Community Member, 20 Posts

9 July 2008 at 4:13am

Is there a pagination system for the site content pages? I would like to calculate the number of submenu pages and have it generate the next and previous buttons. For example: My main menu section is titled ABOUT. Under the ABOUT section there are 12 pages... at the bottom of the first page I would like it to read

1 of 12 [next]

when you are on page 2 it will read

[prev] 2 of 12 [next]

and when you are on the last page it will read

[prev] 12 of 12

I would like this pagination system for each of the "main" sections I set up.

Is there something like this available? if not does anyone know how I can create it?
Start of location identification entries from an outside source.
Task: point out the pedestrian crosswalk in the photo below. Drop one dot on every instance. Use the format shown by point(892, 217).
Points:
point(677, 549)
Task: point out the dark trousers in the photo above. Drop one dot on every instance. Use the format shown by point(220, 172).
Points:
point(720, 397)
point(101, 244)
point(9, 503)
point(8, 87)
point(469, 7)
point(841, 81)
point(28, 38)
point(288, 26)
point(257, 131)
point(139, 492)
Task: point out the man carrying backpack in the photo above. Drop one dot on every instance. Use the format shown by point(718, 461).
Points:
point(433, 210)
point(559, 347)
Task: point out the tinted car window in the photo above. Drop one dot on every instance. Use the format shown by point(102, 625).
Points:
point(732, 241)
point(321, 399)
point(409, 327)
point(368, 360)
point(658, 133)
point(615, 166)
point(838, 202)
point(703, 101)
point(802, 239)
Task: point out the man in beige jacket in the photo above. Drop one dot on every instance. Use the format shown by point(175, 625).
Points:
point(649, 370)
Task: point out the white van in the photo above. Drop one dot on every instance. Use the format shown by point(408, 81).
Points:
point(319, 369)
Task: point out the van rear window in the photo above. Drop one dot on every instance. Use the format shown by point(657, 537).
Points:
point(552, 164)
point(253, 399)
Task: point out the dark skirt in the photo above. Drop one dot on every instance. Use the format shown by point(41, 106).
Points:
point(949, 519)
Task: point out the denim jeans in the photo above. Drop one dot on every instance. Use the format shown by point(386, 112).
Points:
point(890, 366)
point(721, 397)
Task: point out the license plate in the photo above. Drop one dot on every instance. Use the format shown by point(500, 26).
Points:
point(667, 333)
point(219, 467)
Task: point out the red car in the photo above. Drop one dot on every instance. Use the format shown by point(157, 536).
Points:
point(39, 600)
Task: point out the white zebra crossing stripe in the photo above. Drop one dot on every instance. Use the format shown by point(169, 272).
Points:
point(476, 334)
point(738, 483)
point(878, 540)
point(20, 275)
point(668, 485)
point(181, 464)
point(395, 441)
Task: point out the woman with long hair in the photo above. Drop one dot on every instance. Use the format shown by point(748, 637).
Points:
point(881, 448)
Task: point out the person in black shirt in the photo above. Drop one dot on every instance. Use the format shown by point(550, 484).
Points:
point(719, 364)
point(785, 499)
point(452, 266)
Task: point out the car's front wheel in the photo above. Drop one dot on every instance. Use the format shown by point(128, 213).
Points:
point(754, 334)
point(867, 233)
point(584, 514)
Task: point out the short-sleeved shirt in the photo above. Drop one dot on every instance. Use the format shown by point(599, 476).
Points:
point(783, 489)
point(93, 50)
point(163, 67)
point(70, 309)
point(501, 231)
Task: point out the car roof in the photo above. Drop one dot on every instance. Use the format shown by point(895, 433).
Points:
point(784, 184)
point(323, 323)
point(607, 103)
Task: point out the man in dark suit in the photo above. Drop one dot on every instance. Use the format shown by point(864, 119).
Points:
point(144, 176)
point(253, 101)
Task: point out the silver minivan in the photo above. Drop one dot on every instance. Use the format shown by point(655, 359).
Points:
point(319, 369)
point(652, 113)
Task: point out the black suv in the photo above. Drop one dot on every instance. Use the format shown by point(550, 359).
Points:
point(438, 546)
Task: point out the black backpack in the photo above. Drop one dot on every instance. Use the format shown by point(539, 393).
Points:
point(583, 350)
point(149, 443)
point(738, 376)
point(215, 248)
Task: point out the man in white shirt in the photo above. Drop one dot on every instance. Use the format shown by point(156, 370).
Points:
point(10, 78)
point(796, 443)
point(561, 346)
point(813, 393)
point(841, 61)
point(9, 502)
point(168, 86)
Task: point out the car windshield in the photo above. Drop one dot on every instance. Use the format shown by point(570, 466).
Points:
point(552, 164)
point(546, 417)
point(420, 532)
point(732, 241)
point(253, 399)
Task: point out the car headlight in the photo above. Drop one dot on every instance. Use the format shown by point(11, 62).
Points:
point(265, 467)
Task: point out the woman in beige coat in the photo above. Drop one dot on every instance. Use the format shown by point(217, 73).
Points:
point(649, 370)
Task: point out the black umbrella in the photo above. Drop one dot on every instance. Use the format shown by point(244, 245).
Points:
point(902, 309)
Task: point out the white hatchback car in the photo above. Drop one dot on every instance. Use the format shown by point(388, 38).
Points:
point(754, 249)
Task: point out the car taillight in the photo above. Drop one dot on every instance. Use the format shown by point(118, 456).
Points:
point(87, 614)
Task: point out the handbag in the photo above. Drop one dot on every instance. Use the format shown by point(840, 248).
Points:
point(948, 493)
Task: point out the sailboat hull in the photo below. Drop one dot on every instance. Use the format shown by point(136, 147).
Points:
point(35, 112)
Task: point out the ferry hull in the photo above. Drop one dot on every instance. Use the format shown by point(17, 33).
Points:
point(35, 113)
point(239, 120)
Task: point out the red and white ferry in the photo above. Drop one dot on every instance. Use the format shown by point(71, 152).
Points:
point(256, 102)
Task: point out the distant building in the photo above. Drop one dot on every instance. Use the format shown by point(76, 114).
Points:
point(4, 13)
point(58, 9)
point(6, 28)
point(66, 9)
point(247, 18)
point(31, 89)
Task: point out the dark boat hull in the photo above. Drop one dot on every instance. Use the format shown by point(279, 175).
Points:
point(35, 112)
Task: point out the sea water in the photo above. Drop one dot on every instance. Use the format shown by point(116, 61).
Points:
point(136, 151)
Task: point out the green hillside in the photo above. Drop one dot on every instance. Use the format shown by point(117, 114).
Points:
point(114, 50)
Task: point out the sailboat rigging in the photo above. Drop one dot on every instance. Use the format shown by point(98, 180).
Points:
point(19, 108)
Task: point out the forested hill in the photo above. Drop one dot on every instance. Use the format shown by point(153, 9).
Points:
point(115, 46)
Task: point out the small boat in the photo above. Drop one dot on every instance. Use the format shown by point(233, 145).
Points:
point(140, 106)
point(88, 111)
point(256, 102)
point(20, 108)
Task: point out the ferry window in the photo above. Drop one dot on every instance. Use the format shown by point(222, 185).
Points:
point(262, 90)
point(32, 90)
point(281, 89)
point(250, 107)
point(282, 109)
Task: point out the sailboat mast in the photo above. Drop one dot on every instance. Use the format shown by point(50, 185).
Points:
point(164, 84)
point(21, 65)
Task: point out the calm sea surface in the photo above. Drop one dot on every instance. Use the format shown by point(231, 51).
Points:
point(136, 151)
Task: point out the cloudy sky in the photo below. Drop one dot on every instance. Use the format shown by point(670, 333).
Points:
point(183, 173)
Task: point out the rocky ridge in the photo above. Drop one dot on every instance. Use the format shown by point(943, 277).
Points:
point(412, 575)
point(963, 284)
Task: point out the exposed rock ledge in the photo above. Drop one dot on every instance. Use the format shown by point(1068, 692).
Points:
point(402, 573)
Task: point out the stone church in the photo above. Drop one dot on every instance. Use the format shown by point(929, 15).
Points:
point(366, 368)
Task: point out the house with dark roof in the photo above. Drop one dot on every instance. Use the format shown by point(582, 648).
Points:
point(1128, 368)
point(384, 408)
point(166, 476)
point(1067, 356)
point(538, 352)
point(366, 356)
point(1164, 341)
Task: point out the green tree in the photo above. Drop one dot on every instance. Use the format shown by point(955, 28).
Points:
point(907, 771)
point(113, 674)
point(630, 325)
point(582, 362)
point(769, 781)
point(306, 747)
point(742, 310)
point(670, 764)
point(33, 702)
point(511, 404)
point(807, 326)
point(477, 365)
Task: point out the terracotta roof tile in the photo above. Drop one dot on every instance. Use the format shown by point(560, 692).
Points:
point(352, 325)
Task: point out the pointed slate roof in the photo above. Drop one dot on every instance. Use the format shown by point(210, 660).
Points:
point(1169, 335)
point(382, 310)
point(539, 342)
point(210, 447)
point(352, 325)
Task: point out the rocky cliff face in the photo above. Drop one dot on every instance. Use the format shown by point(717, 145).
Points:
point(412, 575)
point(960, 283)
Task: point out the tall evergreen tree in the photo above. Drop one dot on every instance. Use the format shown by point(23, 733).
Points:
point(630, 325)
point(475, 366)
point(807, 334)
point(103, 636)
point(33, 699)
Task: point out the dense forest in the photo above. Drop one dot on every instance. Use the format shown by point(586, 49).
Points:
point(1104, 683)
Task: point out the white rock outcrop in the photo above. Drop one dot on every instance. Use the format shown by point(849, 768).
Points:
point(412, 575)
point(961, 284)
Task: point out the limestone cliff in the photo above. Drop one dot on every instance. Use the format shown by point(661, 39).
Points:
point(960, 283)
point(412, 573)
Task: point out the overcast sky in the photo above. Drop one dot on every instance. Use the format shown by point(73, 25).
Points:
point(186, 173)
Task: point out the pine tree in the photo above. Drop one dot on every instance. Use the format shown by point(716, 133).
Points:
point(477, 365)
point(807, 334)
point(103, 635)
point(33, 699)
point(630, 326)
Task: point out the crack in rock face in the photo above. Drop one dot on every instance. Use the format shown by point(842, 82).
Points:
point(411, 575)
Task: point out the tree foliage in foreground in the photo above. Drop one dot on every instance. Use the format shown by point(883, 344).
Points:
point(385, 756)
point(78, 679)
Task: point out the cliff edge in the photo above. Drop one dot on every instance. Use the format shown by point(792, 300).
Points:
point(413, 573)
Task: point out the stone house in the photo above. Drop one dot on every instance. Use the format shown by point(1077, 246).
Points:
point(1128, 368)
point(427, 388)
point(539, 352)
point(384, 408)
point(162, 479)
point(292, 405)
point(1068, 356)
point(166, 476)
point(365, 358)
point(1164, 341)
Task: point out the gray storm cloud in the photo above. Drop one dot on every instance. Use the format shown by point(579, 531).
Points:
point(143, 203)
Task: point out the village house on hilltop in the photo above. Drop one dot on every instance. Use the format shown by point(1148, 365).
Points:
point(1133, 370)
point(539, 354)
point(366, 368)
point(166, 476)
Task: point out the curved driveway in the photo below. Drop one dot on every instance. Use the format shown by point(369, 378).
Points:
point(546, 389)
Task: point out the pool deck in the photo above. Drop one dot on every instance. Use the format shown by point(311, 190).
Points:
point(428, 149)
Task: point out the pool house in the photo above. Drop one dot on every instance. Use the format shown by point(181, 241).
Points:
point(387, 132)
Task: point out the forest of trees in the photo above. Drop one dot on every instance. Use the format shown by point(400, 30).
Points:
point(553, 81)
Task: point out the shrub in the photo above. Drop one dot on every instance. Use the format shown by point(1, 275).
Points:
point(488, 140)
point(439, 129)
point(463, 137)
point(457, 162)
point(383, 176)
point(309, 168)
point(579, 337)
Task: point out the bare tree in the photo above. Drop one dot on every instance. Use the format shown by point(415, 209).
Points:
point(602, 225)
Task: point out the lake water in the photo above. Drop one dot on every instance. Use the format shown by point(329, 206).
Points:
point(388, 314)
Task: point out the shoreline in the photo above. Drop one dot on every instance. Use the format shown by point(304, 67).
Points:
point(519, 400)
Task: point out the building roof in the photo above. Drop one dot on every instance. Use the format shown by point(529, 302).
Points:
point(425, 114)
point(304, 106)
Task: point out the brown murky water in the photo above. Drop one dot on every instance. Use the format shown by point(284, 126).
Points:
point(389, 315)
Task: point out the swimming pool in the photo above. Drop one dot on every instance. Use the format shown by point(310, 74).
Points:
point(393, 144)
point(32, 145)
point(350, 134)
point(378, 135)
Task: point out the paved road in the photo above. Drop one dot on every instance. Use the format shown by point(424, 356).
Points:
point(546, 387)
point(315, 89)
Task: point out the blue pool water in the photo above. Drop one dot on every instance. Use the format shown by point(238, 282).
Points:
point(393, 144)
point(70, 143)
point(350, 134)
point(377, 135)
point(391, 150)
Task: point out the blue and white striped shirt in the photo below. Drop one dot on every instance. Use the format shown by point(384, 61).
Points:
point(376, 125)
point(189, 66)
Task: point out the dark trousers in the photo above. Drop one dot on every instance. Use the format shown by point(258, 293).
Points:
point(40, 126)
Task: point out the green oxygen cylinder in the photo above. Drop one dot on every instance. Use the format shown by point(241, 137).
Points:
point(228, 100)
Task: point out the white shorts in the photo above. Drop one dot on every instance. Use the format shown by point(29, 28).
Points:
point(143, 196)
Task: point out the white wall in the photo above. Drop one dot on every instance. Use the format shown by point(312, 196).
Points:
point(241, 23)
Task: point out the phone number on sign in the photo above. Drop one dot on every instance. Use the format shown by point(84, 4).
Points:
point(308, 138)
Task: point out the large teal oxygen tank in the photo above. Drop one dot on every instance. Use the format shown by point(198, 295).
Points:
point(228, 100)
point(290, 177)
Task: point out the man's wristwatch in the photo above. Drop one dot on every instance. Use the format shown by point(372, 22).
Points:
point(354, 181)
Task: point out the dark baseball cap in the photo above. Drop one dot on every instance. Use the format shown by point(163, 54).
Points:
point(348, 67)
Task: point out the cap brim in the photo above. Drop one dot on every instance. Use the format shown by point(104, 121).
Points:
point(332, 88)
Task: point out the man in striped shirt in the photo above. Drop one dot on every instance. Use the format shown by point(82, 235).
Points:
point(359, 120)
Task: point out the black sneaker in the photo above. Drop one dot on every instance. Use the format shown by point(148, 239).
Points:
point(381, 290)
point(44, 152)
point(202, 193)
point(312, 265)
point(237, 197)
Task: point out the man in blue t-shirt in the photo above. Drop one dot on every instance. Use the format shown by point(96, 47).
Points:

I'm pretty new to SilverStripe and am trying to figure it all out.

I will need to...

#1 calculate the number of submenus/pages under a main menu (how many Child pages are assigned to this (current) Parent page?)

#2 the current Child page that I am on is number ? (1-12) in the list (database) of Child pages for that Parent page.

I hope I'm explaining this well... its a bit confusing but I think figuring out these two things will then generate what I am looking for.



Community Member, 712 Posts

9 July 2008 at 11:20am

This may or may not help, but the following variables are available within the page class:

$Pos (current iterator position) and $TotalItems (total items). They're inherited from the site tree so I think they should give you info about the current page position and sibling tiems.


Community Member, 20 Posts

11 July 2008 at 1:21pm

in what files do I add in this code? would it be the under the Layout directory?